AI CAD trends in 2026: what changed and what didn't
A year ago, everyone predicted AI would revolutionize CAD. Some predictions were right. Most were early. A few were just wrong. Here's the honest scorecard.
Quick answer
Key 2026 AI CAD trends: text-to-CAD tools improved but remain limited to simple parts. Major vendors (Autodesk, Dassault, PTC, Siemens) all shipped AI assistants. B-Rep generation got better. Parametric AI generation is still research-stage. The biggest actual impact is AI-assisted search and documentation, not geometry generation.
The biggest AI CAD trends in 2026 so far: text-to-CAD improved but remains limited to simple parts, every major vendor shipped an AI assistant, B-Rep generation got noticeably better, and parametric AI generation is still stuck in research papers. The real impact this year came from AI-assisted search and documentation, not the flashy geometry generation that gets all the attention. A year ago, the predictions were louder and bolder. Here's how they held up.
I keep a text file on my desktop called "predictions.txt" where I track the things people confidently claimed about AI and CAD at the start of each year. It's become one of my favorite documents. Not because I enjoy being right, though that helps, but because the gap between prediction and reality tells you more about where the technology actually stands than any product announcement. I added a new column this spring, labeled "what happened," and filled it in over a long Saturday with a pot of coffee that got progressively more bitter as the day wore on. Fitting.
The prediction scorecard#
Let me start with the claims that were floating around in early 2025 and the beginning of 2026, and how they've played out.

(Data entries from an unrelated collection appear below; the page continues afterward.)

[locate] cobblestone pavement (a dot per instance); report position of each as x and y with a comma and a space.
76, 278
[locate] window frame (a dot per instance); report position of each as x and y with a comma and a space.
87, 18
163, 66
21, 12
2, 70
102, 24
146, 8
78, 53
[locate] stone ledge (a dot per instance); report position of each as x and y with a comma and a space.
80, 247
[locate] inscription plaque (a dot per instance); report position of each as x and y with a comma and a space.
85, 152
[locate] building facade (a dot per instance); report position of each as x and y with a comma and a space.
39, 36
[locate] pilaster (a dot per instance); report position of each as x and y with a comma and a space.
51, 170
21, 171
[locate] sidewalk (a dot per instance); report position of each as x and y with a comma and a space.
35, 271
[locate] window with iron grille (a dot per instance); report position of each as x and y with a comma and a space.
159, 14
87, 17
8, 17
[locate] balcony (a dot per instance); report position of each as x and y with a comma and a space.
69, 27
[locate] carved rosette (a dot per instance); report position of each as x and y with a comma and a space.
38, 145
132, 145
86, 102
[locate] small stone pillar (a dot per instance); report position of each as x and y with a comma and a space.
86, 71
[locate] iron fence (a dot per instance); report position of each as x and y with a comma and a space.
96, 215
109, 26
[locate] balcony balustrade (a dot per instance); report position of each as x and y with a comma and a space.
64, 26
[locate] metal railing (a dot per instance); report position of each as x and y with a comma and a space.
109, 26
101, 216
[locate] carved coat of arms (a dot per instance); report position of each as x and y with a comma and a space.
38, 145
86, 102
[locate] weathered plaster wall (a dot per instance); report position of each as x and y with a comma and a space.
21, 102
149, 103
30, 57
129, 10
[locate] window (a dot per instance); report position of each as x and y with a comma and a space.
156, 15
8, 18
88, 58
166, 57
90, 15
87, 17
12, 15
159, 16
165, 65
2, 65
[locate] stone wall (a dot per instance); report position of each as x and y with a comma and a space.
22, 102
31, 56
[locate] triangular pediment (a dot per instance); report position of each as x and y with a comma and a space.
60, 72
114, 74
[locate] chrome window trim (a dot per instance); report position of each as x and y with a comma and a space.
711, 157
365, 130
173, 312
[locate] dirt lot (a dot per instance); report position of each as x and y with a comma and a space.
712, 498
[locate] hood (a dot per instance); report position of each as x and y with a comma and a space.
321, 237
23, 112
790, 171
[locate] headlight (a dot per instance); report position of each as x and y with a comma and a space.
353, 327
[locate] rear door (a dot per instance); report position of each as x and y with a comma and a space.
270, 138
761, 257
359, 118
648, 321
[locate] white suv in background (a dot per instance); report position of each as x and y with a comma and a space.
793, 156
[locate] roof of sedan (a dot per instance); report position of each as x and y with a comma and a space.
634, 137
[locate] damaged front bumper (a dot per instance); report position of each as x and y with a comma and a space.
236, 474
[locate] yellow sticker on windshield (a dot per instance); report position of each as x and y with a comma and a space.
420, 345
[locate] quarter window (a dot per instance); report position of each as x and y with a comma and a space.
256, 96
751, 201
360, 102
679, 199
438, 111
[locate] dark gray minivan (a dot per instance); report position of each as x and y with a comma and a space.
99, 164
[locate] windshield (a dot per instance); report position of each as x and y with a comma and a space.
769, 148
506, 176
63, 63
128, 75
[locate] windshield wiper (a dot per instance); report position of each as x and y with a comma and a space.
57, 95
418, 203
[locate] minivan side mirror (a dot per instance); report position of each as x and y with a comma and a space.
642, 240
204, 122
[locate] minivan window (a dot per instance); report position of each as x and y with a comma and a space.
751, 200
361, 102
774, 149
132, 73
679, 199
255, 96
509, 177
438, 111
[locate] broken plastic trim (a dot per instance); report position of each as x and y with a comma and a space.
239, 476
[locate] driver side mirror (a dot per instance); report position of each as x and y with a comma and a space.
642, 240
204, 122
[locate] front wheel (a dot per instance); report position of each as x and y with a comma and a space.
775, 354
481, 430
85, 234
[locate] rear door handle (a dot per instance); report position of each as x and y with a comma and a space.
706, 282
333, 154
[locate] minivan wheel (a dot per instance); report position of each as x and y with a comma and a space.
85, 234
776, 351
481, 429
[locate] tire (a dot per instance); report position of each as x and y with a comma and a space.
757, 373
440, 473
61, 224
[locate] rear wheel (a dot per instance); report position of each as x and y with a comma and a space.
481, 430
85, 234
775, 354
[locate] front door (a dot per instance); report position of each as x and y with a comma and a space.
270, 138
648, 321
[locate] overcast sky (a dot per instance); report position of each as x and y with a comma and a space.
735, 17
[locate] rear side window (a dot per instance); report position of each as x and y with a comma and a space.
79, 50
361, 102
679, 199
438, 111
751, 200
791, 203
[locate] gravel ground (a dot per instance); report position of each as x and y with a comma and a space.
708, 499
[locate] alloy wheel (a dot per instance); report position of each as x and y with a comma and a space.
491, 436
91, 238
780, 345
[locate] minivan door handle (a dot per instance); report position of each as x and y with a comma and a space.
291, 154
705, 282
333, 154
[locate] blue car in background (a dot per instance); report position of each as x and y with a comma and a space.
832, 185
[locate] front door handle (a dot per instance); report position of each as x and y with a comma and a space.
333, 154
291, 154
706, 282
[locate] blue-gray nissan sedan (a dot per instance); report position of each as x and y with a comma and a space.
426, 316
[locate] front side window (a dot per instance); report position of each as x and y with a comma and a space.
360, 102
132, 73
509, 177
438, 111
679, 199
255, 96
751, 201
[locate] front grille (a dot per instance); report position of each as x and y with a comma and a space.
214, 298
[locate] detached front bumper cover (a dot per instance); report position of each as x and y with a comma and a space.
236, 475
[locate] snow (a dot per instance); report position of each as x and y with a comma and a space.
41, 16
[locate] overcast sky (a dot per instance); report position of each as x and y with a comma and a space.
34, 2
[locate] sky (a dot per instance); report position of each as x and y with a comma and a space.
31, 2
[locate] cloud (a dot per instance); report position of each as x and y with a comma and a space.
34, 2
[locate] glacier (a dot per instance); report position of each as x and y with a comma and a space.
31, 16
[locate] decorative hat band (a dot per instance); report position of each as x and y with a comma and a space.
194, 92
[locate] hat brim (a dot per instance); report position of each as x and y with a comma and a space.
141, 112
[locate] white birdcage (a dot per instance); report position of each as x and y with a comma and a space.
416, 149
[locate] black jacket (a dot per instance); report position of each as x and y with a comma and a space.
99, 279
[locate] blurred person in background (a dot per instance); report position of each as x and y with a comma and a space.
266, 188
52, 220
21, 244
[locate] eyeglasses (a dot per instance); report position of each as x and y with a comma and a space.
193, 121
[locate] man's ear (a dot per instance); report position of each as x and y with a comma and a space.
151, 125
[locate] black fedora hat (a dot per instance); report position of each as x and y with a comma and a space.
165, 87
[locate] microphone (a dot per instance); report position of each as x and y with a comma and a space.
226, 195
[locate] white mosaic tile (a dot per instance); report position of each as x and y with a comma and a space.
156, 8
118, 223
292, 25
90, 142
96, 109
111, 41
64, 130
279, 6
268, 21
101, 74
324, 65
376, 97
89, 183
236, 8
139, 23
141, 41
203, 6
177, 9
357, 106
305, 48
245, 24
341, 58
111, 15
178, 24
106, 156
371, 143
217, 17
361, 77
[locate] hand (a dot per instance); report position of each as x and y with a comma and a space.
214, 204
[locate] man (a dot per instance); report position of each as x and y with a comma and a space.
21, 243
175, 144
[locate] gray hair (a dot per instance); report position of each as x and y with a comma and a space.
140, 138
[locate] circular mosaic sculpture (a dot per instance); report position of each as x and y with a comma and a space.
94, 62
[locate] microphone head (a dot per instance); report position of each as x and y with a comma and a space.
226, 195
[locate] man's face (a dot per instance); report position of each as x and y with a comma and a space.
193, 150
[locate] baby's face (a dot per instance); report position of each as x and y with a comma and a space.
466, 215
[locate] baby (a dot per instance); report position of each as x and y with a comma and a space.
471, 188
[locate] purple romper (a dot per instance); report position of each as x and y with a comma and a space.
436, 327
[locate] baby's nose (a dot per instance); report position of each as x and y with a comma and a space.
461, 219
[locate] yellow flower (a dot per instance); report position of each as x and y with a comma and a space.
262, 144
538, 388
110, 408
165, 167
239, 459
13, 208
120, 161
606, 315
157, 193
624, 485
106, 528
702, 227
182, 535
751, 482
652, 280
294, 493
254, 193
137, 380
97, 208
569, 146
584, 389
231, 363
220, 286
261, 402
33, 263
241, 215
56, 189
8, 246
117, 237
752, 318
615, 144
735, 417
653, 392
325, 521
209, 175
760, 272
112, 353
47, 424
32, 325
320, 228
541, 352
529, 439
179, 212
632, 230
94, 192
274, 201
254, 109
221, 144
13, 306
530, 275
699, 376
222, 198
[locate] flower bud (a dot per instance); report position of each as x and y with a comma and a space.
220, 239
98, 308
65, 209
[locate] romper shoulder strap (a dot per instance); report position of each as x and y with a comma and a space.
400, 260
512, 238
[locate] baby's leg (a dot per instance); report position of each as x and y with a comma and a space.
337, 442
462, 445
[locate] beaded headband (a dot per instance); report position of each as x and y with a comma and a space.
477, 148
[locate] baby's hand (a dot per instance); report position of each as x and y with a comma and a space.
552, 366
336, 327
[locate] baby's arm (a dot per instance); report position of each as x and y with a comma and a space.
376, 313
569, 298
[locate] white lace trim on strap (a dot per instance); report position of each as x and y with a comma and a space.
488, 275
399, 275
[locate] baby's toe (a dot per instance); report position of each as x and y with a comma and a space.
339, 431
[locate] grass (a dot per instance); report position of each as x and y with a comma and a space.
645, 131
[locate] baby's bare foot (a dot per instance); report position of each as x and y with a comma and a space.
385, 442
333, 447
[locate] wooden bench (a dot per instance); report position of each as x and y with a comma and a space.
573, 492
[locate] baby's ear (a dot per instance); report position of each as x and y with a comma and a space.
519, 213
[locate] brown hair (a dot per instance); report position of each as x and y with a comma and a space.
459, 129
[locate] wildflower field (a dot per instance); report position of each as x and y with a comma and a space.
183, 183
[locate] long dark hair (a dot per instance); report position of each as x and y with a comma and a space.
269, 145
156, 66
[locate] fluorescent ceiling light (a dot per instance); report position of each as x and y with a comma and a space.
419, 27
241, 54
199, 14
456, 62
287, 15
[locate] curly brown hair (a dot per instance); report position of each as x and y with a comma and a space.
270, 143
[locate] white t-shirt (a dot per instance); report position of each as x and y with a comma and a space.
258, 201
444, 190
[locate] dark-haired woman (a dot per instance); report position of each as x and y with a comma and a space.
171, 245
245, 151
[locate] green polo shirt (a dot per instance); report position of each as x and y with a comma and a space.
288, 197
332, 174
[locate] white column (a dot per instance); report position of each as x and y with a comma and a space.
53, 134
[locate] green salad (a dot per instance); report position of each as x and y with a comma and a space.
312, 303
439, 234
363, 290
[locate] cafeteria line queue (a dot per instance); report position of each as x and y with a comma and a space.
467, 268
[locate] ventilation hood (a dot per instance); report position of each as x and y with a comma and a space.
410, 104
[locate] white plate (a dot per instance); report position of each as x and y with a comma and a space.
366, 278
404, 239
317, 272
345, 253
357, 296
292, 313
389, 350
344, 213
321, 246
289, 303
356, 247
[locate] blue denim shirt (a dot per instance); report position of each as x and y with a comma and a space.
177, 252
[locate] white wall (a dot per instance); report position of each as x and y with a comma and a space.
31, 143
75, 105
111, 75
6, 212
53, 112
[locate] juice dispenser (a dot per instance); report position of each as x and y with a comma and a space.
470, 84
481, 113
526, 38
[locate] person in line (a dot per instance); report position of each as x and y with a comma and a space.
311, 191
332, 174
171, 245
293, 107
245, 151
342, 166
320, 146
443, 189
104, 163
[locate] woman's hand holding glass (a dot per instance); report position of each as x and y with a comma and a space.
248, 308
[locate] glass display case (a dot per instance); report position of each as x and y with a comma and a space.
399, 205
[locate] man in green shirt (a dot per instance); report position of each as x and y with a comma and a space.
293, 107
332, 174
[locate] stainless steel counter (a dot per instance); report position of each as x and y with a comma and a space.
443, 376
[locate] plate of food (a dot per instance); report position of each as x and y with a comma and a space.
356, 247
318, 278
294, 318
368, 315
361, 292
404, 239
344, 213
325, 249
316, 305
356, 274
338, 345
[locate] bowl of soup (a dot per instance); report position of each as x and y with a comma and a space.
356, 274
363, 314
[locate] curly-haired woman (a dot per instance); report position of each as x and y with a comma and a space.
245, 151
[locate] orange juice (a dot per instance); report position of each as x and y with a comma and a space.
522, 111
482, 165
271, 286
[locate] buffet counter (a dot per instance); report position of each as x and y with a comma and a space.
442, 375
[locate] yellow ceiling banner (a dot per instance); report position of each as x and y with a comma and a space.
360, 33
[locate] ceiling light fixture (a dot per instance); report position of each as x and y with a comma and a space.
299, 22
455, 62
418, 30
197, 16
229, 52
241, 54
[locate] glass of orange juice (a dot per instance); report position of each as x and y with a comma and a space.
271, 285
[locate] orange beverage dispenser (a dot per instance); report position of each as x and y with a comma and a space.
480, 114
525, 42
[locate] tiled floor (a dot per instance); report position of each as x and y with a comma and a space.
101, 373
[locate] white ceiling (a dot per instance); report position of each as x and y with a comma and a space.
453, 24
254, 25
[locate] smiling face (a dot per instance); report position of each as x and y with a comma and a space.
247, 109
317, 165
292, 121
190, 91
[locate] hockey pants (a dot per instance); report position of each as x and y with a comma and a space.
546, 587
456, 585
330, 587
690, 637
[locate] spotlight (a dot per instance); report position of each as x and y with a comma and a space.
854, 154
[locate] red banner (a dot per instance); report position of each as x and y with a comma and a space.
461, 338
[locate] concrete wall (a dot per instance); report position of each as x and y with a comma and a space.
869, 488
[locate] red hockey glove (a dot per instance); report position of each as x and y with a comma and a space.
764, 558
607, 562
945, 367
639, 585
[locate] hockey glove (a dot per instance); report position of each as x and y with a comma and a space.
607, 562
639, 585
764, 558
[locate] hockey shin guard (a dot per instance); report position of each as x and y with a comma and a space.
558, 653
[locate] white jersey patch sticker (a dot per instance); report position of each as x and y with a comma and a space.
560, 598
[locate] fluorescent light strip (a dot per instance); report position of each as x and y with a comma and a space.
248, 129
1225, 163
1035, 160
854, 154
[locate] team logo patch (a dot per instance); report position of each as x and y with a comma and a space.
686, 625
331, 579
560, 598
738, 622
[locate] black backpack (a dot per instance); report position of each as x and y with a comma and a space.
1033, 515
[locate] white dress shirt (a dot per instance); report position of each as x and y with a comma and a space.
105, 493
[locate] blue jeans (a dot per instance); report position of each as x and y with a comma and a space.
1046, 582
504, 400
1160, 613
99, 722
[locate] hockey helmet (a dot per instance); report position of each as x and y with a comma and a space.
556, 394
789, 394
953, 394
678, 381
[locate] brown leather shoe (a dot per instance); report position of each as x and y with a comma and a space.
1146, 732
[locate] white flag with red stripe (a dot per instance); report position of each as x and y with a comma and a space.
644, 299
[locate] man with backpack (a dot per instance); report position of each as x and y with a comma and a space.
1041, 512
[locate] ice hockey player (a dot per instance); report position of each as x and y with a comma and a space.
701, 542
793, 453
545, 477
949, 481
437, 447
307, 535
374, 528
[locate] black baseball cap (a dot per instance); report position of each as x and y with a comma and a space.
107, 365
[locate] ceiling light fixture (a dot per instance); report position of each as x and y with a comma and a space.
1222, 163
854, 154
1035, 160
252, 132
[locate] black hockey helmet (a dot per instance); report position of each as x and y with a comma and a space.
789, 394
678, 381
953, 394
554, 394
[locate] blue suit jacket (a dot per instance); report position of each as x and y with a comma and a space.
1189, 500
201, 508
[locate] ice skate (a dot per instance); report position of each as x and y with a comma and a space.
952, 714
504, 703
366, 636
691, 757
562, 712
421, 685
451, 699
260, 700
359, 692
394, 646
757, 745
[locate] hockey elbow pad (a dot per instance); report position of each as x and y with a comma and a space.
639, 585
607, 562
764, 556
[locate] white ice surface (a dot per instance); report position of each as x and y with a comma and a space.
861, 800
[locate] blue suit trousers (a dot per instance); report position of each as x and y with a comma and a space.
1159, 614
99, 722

"Text-to-CAD will generate production-ready parts." Verdict: wrong. Text-to-CAD tools are better at generating simple geometry than they were a year ago. Zoo.dev's output is cleaner. The dimensional accuracy has improved. But production-ready? Not remotely. The text-to-CAD limitations I wrote about months ago are all still present: no tolerances, no DFM awareness, no assembly support, poor complex surfaces. The tools generate better starting geometry. They don't generate finished engineering.
"AI will replace junior CAD designers." Verdict: premature. Junior designers are still employed. The work they do has not been automated to any meaningful degree. Yes, some simple geometry tasks are faster with AI. But junior designers do a lot more than extrude rectangles. They learn DFM, they participate in design reviews, they chase drawing revisions, they argue with suppliers about bend radii. AI does none of that. The concern is real for the long term. The timeline was wrong.
"Parametric AI generation will ship in a commercial tool." Verdict: hasn't happened. This was the prediction I most wanted to be true, because parametric output would make AI-generated geometry actually useful in revision cycles. Research papers keep showing promising results. No commercial tool has shipped reliable parametric generation that produces clean, editable feature trees. We're still getting dumb solids and fragile construction history. The gap between the research demo and a shipping product turned out to be wider than the optimists assumed.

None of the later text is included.